Patriot’s obligations to retirees and their family members exceeded $1.6 billion. But more than 90 percent of the miners owed these benefits never worked a day for Patriot. They were employed by Peabody, Arch and their subsidiaries.
The bankruptcy judge approved a plan under which Patriot would replace that obligation with a $300 million fund — a fund worth less than 19 percent of what was promised the retirees. Also, Patriot would place in the fund royalty payments that the bankrupt company contends could be worth “tens of millions” of dollars. Finally, the UMWA would receive 35 percent ownership of the bankrupt company — an “asset” the court contended could be sold to help finance the retiree health care fund.
None of this gets close to covering $1.6 billion in obligations. Thousands of miners and retirees have protested Patriot’s efforts to escape its commitments, marching in the streets of St. Louis and Charleston, W.Va. And the UMWA, which represents about 40 percent of Patriot’s hourly workforce, has said it will appeal.
The judge noted that the bankruptcy code requires that the court treat all parties fairly and equitably and that this standard was intended to disperse the burden of saving a company and to ensure that debtors did not seek reorganization on the backs of retirees.

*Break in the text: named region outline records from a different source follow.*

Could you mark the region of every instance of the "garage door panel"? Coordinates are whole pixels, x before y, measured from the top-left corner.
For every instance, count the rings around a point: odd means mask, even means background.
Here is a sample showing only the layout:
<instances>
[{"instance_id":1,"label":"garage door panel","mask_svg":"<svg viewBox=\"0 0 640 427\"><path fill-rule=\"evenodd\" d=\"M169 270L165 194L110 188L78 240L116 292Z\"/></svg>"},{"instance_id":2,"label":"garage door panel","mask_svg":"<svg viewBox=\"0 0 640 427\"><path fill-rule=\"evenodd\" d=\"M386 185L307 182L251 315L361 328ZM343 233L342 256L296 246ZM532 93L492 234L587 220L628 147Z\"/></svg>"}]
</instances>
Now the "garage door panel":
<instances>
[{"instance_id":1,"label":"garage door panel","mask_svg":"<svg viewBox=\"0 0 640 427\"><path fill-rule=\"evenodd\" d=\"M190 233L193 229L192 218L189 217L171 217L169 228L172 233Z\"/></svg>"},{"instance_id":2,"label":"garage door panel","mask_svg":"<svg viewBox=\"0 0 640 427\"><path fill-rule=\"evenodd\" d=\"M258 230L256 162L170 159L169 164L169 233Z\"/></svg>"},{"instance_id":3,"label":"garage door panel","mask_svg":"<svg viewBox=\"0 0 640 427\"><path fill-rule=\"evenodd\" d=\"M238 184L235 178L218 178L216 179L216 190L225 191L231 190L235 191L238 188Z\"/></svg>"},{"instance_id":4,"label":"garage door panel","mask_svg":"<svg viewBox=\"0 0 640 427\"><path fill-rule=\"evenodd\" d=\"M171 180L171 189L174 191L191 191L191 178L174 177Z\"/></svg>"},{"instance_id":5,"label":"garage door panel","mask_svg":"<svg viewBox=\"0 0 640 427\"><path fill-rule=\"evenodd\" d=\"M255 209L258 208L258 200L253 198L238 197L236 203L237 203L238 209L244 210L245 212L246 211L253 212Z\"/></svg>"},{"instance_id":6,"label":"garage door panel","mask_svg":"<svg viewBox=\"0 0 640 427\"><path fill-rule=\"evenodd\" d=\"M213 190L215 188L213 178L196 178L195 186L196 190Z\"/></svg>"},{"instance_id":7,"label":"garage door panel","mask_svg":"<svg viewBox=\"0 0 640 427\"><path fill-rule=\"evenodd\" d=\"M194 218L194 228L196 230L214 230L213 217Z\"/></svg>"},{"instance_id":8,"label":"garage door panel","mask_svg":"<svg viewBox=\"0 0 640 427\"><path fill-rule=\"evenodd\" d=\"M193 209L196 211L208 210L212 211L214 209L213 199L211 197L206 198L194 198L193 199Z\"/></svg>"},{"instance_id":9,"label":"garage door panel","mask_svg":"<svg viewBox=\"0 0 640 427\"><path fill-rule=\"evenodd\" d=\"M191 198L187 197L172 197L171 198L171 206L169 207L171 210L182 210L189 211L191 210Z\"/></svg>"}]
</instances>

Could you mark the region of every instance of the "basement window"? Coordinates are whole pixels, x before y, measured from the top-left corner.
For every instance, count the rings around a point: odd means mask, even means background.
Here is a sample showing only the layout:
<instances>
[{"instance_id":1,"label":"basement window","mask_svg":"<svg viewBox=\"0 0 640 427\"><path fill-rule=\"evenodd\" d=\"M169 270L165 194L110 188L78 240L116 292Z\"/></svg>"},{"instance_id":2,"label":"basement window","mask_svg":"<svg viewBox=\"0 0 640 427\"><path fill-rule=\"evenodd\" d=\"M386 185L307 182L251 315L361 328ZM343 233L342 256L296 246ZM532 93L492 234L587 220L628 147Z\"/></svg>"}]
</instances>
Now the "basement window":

Still, the judge allowed Patriot to reorganize on the backs of retirees. And on the backs of current workers whose labor contract will be broken and whose pay and benefits will be slashed.
When employers promise pensions or retiree health care, workers count on it as deferred compensation. It is money earned now but received later. When a bankruptcy judge approves rescinding those earned benefits, the court grants the corporation authorization to take money out of workers’ wallets — permission to pickpocket. It’s a crime when committed on the street. It’s a crime bankruptcy courts should forbid when it’s clear the failed company was set up to go bust and rob retirees of earned benefits. If the UMWA loses on appeal, Congress must change the federal bankruptcy code to forbid this new method of mugging workers.